- Joined
- Aug 14, 2018
- Messages
- 2,816
- Likes
- 8,282
It seems like you make some artificial distinction between the terms 'hifi' and 'audiophile'. Like one is 'good' and the other is 'bad'.
'High Fidelity' translates to 'highly true to the original'. And not to the best possible reproduction, otherwise people would have called it 'Best-fi' or 'Ulti-fi' or something like that. Hi-fi is an old term and refers historically to the DIN 45500 norm (DIN = Deutsche Industrie Norm). This DIN Norm consisted of certain minimum norms (frequency responce, SNR etc.) before you could call sound equipment 'hi-fi'. These DIN Norms are already very old and even lots of cheap modern appliances can easily cope with these DIN norms.
As said Hi-fi is an old term which originated around 1931: https://en.wikipedia.org/wiki/High_fidelity#DIN_45500.
Compared to current standards the Hi-Fi norm is more or less meaningless and outdated and certainly not as strict as you seem to define it.
According to Wiki an "audiophile is a person who is enthusiastic about high-fidelity sound reproduction.[1] An audiophile seeks to reproduce the sound of a live musical performance, typically in a room with good acoustics. It is widely agreed that reaching this goal is very difficult and that even the best-regarded recording and playback systems rarely, if ever, achieve it.[2][3]".
https://en.wikipedia.org/wiki/Audiophile
Do you see a distinction between the two terms above? I do not. And why do you think audiophile means 'a coloured sound'? It simply means 'being enthusiastic about hifi'.
In short: The distinction you make between the two is non existent. It is of course possible that some audiophiles go too far in there hobby (as people can do in any hobby), but in the end it is both about hi-fi (or reaching for the best possible sound).
Conclusion: I don't get your point.
I think this comment (which I know is from some time ago) captures the issue nicely, in two specific statements.
One is the Wikipedia definition of "audiophile." To me the first sentence is uncontroversial and I would guess that we would all agree that it describes what an audiophile is, or at least should be: someone enthusiastic ("-phile") about sound ("audio"). But the second sentence is where the door cracks open to allow in the whole culture of audiophilia, which goes beyond the first sentence and in some important ways often ends up contradicting the first sentence. Given the proportion of commercially available music that is not actually a recording of a live performance - along with the fact that a majority of listeners do not necessarily have a live reference for what a particular voice, instrumental performance, or piece of music actually would sound like live - "live music" becomes a kind of euphonic fetish: a lot of people end up chasing a perceptual experience that they believe or fantasize sounds or feels like a live recording. So deep bass "oomph" can feel live precisely because you can feel it. Mid-bass warmth can sound live because it can produce resonances that lead to a perception of a more 3D soundstage. Second-order harmonic distortion in the upper-mids, by creating new musical-sounding harmonics, can lend a feeling of "sweetness" or a tiny bit of extra perceived ambience, which sound and feel "real". And lower to mid-treble elevation can, if it doesn't sound harsh, produce a perception of "air" and "detail" than can make one feel like the music is sort of leaping into the room. So much of audiophile culture is about manufacturers voicing their products to produce one or more of these effects, and audiophiles chasing various forms or combinations of these effects through means that we are all familiar with.

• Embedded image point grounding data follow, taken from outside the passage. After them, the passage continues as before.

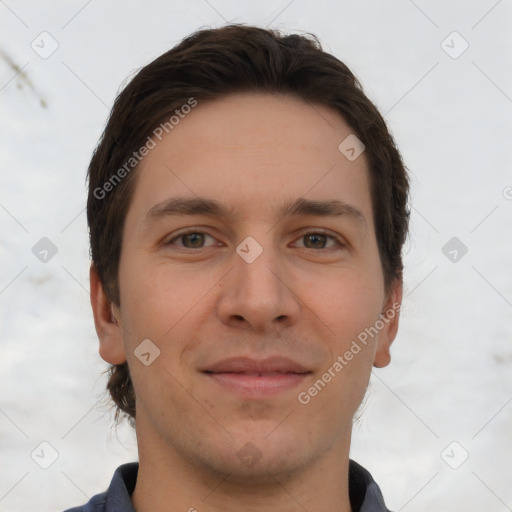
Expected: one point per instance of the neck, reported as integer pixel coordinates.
(169, 482)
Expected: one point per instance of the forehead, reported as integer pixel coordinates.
(254, 149)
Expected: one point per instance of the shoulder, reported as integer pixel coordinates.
(117, 496)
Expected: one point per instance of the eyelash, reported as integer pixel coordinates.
(340, 244)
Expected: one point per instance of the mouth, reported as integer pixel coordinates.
(250, 378)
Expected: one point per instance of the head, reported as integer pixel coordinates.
(252, 121)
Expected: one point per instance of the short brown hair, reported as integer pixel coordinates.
(209, 64)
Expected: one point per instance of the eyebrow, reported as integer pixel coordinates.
(294, 208)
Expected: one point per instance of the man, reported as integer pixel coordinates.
(247, 210)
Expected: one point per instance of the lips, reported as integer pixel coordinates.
(250, 378)
(268, 366)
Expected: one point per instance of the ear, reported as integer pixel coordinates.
(106, 320)
(390, 315)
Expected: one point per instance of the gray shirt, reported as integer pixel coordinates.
(364, 493)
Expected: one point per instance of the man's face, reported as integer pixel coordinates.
(221, 292)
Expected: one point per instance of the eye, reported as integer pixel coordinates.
(191, 240)
(319, 240)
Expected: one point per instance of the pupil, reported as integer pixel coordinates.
(194, 238)
(316, 238)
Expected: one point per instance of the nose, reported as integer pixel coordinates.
(258, 294)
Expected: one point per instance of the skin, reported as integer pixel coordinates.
(304, 297)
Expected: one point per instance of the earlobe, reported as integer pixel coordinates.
(390, 318)
(108, 326)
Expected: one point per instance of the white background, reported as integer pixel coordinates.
(449, 379)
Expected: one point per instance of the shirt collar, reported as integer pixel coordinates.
(364, 493)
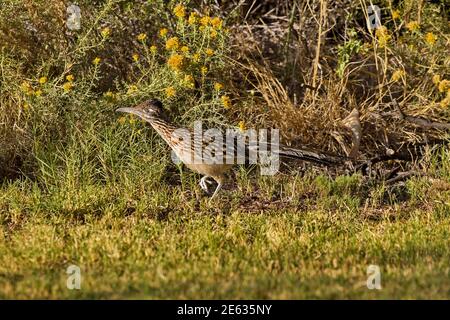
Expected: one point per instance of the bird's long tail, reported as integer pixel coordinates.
(302, 154)
(311, 156)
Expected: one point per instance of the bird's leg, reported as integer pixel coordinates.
(219, 181)
(219, 186)
(203, 184)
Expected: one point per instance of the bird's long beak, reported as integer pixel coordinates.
(130, 110)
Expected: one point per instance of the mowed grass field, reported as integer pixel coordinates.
(281, 237)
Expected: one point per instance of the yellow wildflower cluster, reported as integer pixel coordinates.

So even though it seems reasonable and logical, I would suggest that "live performance" reproduction has become an audiophile fetish that gets applied across the board to all recordings, even though most can't be reproduced that way in the average listener's home (or anywhere, in the case of most modern studio productions).
The second statement I find interesting is the notion that "high fidelity" is a basic minimum that's lower than - and separate from - "best fidelity" and that "audiophile" refers to the latter and not the former. That point about the DIN-45500 standard is interesting, but I would say as a matter of common sense that the term "high fidelity" long ago stopped being limited to what was possible on common equipment in 1931. There is no "extra fidelity" beyond high fidelity - it's not like pros and engineers in the audio field are saying, "okay, what came out of the mixing desk isn't the same as what went in, but it's close enough because we're only concerned with high fidelity but not total fidelity." So again, I think this is an example of how audiophile culture posits a level of sonic reproduction that is "higher than hi-fi." And I would argue that that "higher than hi-fi" sound is actually less faithful to the source than hi-fi, as it's about the euphonics noted above.